O Banco Central do Brasil anunciou a Resolução 339/2023, que extingue o uso de duplicatas em papel, introduzindo a duplicata escritural, um modelo digital que promete transformar o mercado de créditos e recebíveis no país.
O que é a duplicata escritural?
A duplicata escritural é um título de crédito totalmente digital, emitido e registrado através de uma escrituradora autorizada pelo Banco Central. Este novo modelo, que representa vendas a prazo principalmente entre empresas, pode ser utilizado tanto para cobranças quanto como garantia em operações de crédito.
Como funciona na prática?
O processo operacional da duplicata escritural envolve cinco etapas principais: a emissão, onde a empresa vendedora cria o título digitalmente; o registro, que deve ser feito em uma escrituradora; o aceite, em que o comprador confirma a operação; a rastreabilidade, que permite o monitoramento completo do documento; e a negociação, onde o titular pode usar o título como garantia ou antecipar seu valor em instituições financeiras.
Mudanças trazidas pela nova resolução
A Resolução 339/2023 não só elimina o papel, como também reestrutura toda a governança dos recebíveis. As mudanças incluem a obrigatoriedade do registro em uma escrituradora para que os títulos possam ser utilizados como garantia ou antecipados, oferecendo um acesso mais amplo a crédito, e uma rastreabilidade que assegura a transparência desde a emissão até o pagamento.
✨ A nova regra integra as duplicatas com notas fiscais eletrônicas, aumentando a segurança e reduzindo erros.
Vantagens do novo modelo
Além de eliminar o uso do papel, a duplicata escritural oferece uma proteção robusta contra fraudes devido à rastreabilidade completa de cada ativo. Essa transparência oferece aos gestores uma visão em tempo real de seus ativos, resultando em uma gestão financeira mais eficiente, além de permitir melhores condições de financiamento, visto que o risco de crédito é reduzido.

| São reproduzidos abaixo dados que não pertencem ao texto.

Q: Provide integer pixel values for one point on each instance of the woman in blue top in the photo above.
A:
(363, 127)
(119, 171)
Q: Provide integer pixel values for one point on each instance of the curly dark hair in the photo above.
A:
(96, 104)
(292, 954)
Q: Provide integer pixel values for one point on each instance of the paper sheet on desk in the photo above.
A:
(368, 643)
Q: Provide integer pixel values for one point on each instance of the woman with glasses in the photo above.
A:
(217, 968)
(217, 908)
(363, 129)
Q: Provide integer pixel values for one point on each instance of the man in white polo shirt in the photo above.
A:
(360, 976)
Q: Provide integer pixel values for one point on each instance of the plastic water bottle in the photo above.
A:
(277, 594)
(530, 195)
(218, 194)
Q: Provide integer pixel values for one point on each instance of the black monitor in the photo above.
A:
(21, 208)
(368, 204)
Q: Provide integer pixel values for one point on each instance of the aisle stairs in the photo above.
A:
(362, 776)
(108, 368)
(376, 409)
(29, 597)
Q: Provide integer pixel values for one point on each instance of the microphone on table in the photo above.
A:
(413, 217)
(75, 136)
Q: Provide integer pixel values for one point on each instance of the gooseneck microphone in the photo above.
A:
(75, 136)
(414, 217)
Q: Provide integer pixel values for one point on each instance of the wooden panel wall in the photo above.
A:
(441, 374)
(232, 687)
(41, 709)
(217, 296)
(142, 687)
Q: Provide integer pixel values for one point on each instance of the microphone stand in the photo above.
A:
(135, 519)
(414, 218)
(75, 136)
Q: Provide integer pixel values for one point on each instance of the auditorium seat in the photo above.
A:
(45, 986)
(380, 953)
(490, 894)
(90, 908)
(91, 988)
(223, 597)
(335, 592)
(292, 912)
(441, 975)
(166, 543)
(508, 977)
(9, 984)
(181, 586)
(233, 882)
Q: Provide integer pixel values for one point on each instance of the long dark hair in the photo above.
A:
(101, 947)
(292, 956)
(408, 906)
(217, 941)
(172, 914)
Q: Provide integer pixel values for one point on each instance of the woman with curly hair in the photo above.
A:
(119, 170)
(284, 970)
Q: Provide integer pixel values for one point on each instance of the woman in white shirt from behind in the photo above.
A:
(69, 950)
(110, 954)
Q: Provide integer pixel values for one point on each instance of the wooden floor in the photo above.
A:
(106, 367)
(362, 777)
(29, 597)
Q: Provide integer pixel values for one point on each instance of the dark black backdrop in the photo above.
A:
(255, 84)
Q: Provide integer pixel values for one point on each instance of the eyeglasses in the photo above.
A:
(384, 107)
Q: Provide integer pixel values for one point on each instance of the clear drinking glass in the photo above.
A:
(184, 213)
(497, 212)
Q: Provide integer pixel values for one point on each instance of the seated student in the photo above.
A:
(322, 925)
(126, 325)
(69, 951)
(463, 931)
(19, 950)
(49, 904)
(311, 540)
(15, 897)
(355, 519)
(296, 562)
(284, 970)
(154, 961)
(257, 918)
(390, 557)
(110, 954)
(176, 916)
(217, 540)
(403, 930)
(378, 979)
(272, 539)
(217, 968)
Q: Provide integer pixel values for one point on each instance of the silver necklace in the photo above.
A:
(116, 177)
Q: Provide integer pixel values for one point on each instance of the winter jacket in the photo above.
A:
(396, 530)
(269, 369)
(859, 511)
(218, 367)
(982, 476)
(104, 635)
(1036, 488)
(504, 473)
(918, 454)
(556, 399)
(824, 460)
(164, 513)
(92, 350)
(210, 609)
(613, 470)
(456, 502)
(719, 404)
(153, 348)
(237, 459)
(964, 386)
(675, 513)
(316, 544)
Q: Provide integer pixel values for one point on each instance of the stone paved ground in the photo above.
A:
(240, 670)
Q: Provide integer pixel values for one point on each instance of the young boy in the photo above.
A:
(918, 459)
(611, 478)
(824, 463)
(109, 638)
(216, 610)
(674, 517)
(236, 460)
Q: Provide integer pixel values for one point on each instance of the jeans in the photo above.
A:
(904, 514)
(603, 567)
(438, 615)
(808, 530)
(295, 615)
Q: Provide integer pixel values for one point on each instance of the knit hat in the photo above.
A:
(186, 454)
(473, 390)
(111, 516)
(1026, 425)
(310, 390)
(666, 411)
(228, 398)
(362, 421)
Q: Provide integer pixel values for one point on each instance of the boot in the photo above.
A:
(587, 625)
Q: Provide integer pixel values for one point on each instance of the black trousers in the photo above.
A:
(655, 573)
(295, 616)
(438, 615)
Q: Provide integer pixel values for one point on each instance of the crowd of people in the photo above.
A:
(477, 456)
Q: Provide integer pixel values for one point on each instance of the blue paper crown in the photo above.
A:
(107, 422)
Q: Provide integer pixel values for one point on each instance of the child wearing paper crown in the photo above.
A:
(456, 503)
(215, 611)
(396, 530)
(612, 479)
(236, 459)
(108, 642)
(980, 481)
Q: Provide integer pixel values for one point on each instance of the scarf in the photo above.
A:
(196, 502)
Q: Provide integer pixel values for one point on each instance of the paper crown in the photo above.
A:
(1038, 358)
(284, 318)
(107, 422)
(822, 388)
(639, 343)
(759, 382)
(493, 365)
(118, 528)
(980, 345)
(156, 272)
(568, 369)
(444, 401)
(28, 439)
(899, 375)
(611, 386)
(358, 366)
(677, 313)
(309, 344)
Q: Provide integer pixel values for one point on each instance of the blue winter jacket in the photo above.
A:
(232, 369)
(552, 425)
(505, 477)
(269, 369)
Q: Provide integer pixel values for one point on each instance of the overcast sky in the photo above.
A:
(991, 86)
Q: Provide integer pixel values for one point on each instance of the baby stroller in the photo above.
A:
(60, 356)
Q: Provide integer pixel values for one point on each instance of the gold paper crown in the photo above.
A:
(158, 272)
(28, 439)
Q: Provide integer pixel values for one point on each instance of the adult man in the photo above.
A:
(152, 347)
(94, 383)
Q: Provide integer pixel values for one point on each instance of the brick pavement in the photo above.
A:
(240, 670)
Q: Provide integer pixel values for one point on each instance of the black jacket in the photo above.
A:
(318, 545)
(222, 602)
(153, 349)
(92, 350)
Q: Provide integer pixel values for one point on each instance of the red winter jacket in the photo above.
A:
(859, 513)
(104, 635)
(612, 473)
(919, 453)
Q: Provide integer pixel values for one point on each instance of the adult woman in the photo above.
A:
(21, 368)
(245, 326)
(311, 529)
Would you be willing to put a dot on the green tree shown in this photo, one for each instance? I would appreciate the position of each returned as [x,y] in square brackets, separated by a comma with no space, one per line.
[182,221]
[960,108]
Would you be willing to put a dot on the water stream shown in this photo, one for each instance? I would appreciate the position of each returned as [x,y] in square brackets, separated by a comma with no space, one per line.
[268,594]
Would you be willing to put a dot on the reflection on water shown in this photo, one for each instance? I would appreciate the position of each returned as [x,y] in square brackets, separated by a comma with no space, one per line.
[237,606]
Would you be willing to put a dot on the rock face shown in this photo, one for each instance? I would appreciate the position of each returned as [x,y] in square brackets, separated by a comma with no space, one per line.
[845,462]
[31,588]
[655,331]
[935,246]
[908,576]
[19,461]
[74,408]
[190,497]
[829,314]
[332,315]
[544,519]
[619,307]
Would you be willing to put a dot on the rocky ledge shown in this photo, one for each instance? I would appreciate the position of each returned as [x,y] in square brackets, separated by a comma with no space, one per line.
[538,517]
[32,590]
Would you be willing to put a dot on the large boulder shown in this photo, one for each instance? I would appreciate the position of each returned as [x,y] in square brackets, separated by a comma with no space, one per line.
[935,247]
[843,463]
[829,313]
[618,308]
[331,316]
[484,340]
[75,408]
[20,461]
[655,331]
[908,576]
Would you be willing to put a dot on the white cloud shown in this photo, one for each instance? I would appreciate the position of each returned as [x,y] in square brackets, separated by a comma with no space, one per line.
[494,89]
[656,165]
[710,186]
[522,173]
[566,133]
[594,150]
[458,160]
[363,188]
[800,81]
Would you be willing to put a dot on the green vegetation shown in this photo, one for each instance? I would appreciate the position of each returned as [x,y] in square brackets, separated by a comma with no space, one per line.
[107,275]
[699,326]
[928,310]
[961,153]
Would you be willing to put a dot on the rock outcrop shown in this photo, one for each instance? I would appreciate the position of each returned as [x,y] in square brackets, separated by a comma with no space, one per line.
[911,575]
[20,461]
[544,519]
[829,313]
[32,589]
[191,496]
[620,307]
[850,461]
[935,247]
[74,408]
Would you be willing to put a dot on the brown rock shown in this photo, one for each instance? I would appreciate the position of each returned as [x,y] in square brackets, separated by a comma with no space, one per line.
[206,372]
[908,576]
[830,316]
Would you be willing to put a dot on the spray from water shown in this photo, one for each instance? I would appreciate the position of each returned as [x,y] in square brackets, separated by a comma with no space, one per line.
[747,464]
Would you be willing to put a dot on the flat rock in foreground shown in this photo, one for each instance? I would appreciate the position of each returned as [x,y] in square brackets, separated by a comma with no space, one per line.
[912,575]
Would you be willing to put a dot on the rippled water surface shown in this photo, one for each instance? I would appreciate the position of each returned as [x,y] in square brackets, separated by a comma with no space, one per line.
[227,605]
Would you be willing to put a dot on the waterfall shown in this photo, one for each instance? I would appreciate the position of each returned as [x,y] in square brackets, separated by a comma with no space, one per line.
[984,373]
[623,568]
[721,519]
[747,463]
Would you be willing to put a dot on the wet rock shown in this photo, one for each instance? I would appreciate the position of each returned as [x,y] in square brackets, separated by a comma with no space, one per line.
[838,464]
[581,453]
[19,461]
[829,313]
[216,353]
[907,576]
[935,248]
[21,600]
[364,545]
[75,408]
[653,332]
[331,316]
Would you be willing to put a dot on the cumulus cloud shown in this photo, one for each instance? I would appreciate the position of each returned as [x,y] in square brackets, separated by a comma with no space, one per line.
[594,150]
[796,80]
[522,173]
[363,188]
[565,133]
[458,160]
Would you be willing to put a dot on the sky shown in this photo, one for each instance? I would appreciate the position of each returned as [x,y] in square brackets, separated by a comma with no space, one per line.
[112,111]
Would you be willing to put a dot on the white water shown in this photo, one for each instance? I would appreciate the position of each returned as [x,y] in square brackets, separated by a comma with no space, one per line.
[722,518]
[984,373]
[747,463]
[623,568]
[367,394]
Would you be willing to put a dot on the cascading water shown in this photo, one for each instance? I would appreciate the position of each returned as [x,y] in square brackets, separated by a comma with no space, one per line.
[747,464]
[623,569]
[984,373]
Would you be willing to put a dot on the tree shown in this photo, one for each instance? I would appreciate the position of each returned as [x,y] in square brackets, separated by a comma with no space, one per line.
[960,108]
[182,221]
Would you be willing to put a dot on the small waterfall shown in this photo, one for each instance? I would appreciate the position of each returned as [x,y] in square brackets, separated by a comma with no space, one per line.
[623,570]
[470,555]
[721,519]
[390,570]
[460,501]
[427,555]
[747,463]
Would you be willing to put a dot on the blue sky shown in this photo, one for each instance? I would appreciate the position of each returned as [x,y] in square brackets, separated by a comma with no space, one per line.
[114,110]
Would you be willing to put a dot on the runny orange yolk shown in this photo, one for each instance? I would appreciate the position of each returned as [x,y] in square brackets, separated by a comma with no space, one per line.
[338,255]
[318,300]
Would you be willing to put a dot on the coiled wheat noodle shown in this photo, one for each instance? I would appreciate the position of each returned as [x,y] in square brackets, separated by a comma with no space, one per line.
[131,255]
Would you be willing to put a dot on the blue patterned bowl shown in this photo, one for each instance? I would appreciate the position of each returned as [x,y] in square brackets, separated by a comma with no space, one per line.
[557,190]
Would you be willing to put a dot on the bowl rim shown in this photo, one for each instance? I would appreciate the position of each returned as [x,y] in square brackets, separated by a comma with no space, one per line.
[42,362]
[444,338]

Cronograma de implementação
A implementação das duplicatas escrituras ocorrerá de forma gradual, permitindo uma transição controlada. O cronograma está assim delineado: em junho de 2026, a fase inicial será opcional; em junho de 2027, a obrigatoriedade se aplicará a empresas de grande porte; em janeiro de 2028, será a vez das empresas de médio porte; e, por fim, em junho de 2028, as empresas de pequeno porte também deverão se adaptar.
Expectativas para as empresas
Com a adoção da duplicata escritural, espera-se um aumento significativo na utilização de recebíveis como fonte de crédito, que atualmente é pouco explorada no Brasil. A mudança promove controle aprimorado e padronização, resultando em maior eficiência financeira e acesso a um capital mais acessível.